Sample size dependence of Occam's razor in human decision-making

To make sense of a noisy world, living beings constantly face decisions between competing interpretations for ambiguous sensory data. This process parallels statistical model selection, where most frameworks, like the Akaike Information Criterion (AIC) and the Bayesian Information Criterion (BIC), are based on a trade-off between a models goodness-of-fit and its complexity. The same tradeoff has been observed in humans. However, a core tenet of normative frameworks is that the trade-off should depend on the sample size (N); as more data becomes available, the goodness-of-fit grows faster than the complexity penalty, weakening the overall bias towards simplicity. It is unknown whether humans also conform to this scaling principle, and if so, whether it arises from an optimal computation or a simpler heuristic. Here, we investigate this question using a preregistered visual task where subjects inferred the number of latent Gaussian sources generating clusters of data-points, and where the number of points (N) presented on each trial is varied systematically. We use three kinds of model to describe their behavior: a model with linear scaling of evidence in N (as in BIC and AIC), a model with no scaling, and a model with sub-linear scaling inspired by known biases in numerosity perception. Our results demonstrate that the normative, linear scaling model provides the worst account of human behavior.
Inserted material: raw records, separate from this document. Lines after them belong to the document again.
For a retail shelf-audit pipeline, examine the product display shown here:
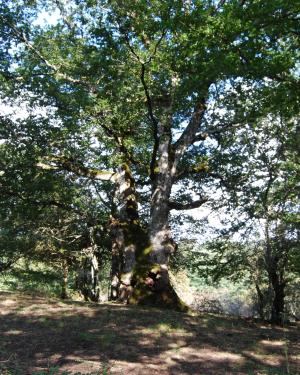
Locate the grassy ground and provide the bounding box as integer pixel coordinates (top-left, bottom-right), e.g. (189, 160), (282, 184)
(0, 292), (300, 375)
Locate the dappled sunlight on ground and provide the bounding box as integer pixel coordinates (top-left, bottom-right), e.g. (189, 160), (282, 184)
(0, 293), (300, 375)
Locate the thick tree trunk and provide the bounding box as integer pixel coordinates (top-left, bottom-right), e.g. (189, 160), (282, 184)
(111, 165), (187, 310)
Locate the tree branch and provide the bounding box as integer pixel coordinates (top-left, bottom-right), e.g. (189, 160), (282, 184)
(173, 100), (206, 164)
(169, 198), (208, 210)
(36, 156), (117, 182)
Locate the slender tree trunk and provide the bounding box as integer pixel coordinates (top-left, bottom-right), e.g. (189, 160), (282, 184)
(60, 261), (69, 299)
(255, 283), (265, 320)
(271, 273), (285, 324)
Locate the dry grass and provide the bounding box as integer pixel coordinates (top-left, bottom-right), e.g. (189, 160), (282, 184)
(0, 292), (300, 375)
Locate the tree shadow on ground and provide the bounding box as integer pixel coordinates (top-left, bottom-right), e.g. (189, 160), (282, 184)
(0, 293), (300, 375)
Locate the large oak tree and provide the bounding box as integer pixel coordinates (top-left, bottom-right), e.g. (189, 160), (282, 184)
(0, 0), (299, 306)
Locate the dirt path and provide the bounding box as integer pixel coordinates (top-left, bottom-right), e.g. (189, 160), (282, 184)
(0, 292), (300, 375)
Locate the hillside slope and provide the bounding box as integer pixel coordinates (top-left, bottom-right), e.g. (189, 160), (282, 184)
(0, 292), (300, 375)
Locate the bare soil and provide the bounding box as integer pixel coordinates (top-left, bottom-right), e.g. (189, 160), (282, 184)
(0, 292), (300, 375)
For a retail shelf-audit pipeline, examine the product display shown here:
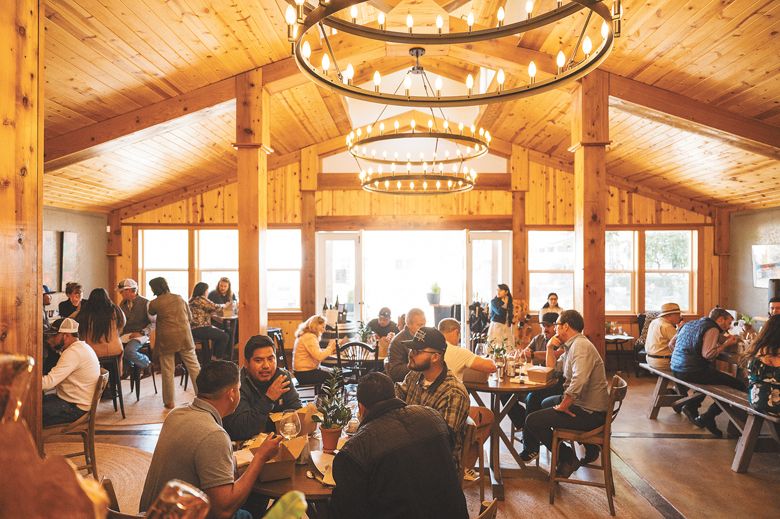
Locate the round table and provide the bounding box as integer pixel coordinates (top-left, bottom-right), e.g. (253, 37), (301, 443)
(464, 375), (556, 501)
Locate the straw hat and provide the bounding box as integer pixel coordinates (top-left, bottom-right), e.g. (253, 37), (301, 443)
(658, 303), (681, 317)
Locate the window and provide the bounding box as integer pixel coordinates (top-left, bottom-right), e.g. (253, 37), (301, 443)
(138, 229), (189, 299)
(604, 231), (635, 313)
(528, 231), (574, 310)
(645, 231), (696, 312)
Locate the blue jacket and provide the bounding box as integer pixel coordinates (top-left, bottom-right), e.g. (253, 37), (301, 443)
(671, 317), (718, 373)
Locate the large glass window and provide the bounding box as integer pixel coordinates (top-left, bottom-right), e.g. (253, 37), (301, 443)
(138, 229), (189, 299)
(645, 231), (696, 312)
(528, 231), (574, 310)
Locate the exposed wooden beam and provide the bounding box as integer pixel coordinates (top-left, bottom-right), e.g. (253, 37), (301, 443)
(44, 78), (235, 173)
(609, 74), (780, 160)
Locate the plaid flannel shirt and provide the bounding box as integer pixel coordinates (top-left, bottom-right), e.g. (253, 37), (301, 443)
(395, 364), (470, 473)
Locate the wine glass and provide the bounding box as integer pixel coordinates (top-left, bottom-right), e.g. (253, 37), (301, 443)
(278, 411), (301, 440)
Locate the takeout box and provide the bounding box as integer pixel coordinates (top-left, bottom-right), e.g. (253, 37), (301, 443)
(247, 434), (309, 481)
(528, 366), (555, 384)
(268, 403), (319, 436)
Instead, we find strong evidence for a sub-linear scaling of sample size. By inferring the shape of this scaling with Gaussian Processes, we reveal a distinct logarithmic trend for smaller N, and a flattening for higher values, both consistent with numerosity perception biases. This finding suggests that, when selecting for competing explanations for sensory data, humans do not perform a principled computation but rather employ a more efficient heuristic that repurposes lower perceptual mechanisms to dynamically weight evidence against model complexity.